Image: Fox Searchlight Pictures
The Source of Fear: War (this was an easy one). It’s all accurately summed up in the film’s iconic final line of dialogue: warfare, and what it does to men (on the fields and in their minds) is true horror.
Image: United Artists
'FANNY AND ALEXANDER'
The Source of Fear: Aloneness. Feeling isolated as a child, especially when among the family members who are meant to provide you comfort and love, is no small quibble. It’s rather horrifying.
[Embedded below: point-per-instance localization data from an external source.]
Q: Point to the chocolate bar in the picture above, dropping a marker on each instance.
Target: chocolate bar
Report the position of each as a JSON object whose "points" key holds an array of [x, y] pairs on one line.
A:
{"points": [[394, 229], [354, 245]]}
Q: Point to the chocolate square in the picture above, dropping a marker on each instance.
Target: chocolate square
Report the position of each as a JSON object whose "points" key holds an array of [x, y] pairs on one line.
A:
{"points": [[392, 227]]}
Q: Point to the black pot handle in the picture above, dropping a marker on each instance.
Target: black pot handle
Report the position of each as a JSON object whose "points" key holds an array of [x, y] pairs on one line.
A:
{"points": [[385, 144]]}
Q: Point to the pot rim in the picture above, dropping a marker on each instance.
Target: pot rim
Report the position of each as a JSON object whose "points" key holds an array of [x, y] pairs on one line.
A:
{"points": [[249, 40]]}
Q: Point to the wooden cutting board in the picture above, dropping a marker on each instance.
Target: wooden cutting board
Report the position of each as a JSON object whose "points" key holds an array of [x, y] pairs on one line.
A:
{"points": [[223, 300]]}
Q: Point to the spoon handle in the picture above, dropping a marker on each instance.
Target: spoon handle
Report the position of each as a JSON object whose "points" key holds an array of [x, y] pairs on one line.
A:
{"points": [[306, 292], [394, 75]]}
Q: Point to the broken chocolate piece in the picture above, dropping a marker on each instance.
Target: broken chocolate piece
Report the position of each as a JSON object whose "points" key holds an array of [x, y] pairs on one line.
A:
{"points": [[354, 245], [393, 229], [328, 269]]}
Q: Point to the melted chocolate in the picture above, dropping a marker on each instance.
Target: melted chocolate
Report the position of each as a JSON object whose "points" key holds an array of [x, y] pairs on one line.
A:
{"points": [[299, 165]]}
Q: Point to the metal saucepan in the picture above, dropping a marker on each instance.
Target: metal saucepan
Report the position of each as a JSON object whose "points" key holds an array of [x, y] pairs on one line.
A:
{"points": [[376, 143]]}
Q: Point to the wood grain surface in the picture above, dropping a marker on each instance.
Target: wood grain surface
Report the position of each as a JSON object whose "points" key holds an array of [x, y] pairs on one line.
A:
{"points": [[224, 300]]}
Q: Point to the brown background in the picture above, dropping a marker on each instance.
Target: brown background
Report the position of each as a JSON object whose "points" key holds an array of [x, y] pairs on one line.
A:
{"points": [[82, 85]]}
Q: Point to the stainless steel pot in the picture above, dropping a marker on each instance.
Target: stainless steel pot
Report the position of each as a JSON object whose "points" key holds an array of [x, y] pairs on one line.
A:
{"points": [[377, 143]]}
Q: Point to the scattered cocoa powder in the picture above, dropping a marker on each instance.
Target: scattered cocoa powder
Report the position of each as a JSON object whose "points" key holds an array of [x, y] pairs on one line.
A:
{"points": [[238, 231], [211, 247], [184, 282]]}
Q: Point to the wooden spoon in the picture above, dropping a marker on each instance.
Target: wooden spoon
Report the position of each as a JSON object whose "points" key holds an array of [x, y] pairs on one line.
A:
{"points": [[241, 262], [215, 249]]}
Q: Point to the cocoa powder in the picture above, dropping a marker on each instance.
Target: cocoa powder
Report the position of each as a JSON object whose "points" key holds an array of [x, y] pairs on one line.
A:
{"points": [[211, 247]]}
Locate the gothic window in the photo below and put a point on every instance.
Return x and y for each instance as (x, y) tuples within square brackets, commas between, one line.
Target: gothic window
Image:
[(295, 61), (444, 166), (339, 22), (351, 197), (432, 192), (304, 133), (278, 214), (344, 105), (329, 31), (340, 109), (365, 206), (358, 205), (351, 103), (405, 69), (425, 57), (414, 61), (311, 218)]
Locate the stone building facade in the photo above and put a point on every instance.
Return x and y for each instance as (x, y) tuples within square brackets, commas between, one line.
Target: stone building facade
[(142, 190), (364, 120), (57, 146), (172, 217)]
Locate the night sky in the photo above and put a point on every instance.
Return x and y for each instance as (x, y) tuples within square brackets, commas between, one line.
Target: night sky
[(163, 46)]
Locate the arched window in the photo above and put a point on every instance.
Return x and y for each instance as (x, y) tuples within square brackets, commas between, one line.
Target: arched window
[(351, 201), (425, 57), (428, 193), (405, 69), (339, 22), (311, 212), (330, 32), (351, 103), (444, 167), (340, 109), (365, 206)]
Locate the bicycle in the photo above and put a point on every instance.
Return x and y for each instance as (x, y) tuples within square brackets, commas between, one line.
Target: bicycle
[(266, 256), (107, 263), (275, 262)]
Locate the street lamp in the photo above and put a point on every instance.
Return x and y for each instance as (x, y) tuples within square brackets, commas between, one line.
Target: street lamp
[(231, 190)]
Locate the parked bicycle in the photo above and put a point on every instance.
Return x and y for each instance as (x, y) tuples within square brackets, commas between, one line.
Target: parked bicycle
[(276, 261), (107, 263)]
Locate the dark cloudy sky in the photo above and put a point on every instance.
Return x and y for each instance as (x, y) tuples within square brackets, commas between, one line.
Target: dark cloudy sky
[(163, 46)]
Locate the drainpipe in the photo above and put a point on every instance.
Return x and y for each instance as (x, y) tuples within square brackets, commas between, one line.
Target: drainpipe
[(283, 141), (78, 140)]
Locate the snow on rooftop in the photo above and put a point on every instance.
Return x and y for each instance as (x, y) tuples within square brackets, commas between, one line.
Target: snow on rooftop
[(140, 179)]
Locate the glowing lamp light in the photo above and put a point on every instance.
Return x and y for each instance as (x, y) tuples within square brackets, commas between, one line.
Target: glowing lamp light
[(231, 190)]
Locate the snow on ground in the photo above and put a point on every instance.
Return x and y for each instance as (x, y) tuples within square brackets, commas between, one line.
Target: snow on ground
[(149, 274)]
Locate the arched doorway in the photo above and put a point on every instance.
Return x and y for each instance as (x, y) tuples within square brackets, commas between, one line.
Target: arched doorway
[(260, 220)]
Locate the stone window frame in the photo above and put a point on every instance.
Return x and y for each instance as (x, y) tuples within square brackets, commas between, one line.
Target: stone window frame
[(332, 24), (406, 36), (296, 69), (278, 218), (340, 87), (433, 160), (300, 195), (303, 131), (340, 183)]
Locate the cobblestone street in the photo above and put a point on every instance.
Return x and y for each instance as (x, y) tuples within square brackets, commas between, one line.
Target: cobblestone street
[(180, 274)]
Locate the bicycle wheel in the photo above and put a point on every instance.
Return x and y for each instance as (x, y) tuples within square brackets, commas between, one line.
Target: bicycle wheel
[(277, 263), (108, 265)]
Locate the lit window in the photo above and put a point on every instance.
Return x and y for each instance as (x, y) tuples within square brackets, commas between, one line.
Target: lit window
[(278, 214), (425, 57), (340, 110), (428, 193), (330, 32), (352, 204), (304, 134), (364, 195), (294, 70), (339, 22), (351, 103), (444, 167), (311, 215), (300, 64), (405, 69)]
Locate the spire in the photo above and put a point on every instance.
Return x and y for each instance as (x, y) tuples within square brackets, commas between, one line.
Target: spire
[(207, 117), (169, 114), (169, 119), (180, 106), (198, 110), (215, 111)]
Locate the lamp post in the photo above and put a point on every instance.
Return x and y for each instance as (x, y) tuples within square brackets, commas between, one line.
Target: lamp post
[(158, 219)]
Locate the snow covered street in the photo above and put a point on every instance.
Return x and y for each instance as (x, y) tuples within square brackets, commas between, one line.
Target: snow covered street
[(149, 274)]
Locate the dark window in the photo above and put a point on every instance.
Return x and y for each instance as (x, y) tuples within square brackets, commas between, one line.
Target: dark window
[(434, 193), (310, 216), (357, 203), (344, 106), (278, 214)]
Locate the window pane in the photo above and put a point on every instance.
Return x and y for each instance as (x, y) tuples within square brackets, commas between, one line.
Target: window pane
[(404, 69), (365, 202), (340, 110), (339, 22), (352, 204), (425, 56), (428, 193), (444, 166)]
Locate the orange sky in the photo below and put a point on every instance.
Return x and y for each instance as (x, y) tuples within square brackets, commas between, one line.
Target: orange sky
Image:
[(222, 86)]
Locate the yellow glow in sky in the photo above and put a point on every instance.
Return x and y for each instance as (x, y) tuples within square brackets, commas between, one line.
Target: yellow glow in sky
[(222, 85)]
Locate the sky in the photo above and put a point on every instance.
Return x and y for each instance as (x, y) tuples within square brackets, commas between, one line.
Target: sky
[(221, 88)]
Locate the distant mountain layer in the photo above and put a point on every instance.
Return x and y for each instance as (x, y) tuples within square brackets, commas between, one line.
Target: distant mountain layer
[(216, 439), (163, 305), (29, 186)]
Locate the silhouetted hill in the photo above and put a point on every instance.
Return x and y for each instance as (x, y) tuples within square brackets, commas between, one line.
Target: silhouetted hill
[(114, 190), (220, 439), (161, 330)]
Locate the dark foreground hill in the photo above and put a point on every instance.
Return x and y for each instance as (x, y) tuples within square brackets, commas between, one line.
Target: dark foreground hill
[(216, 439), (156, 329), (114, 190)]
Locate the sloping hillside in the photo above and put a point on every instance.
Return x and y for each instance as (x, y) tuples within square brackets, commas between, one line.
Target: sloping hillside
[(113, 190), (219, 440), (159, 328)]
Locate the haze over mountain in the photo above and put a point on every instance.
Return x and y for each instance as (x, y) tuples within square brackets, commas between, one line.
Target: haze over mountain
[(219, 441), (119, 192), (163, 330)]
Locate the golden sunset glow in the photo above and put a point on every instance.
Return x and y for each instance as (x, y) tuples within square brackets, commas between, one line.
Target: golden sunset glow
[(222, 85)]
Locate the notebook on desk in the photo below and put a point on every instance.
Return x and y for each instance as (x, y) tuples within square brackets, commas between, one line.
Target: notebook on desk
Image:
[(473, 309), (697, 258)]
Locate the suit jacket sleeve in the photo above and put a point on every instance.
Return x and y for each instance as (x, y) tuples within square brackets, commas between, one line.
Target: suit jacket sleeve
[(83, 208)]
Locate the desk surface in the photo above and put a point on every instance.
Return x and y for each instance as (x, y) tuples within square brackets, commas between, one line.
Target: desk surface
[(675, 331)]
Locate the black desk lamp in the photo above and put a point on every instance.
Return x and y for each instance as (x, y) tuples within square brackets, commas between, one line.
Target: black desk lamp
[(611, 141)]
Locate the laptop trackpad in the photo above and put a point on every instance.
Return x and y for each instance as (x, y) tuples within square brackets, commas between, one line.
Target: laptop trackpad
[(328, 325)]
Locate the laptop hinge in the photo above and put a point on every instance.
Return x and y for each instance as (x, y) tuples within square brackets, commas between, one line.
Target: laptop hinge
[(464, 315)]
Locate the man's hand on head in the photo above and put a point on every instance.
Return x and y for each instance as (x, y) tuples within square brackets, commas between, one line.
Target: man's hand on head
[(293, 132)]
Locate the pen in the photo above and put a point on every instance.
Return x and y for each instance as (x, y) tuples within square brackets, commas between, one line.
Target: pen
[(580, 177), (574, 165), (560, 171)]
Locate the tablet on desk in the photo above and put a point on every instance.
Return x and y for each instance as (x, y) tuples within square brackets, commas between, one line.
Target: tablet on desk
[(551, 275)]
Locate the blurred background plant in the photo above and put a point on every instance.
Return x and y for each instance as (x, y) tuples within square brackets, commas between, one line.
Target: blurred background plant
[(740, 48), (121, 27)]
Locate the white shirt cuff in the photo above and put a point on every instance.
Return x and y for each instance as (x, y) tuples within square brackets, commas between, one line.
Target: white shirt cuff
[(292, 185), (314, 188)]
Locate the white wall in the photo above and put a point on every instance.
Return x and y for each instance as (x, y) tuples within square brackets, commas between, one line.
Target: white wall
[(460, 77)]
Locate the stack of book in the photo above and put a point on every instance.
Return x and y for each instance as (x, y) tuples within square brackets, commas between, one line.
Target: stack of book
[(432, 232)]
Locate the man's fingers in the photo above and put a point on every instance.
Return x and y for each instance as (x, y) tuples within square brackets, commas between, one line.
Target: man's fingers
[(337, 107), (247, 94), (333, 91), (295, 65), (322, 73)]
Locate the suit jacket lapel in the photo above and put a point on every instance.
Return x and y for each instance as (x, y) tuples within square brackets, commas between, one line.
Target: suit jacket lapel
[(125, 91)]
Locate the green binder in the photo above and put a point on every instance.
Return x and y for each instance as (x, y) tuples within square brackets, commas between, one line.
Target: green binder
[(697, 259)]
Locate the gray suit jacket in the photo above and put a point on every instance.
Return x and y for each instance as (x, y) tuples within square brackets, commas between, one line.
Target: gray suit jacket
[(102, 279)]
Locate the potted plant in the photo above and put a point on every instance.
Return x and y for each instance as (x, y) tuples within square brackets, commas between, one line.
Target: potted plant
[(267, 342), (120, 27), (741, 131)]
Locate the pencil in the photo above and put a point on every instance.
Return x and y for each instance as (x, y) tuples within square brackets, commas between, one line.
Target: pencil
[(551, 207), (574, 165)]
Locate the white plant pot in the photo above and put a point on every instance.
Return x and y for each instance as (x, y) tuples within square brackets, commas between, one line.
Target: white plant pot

Image: Sandrew Film & Teater/Gaumont
The Source of Fear: It’s right in the title. Even the slobs among us have the occasional apprehension about catching a nasty virus that’s going around. There are few things more terrifying than knowing the very thing that can take hold of your body is floating around in the air in broad daylight.
Image: Warner Bros.
'THE ADVENTURES OF MARK TWAIN'
The Source of Fear: The concept of evil itself. The “horror” of this entry is somewhat limited to a specific segment in the film that takes its eager-eyed children into Mark Twain’s creepiest story (which was, even more creepily, never finished), The Mysterious Stranger. The title of the novel refers to Lucifer, represented in the film as a hauntingly calm, manipulative masquerade mask.
Image: Clubhouse Pictures
'2001: A SPACE ODYSSEY'
The Source of Fear: Mankind (and really, you could call that the source of fear in just about every Kubrick movie). When apes evolve to a plateau of desire and ambition, they become monstrous. When the supercomputer HAL develops an instinct for self-preservation, he becomes dangerous. The scariest monster in the universe, 2001 seems to understand, is man himself.
The Source of Fear: The distinct lack of any identifiable comprehension of what exactly, at any point in this maniacally bizarre nightmare, is going on.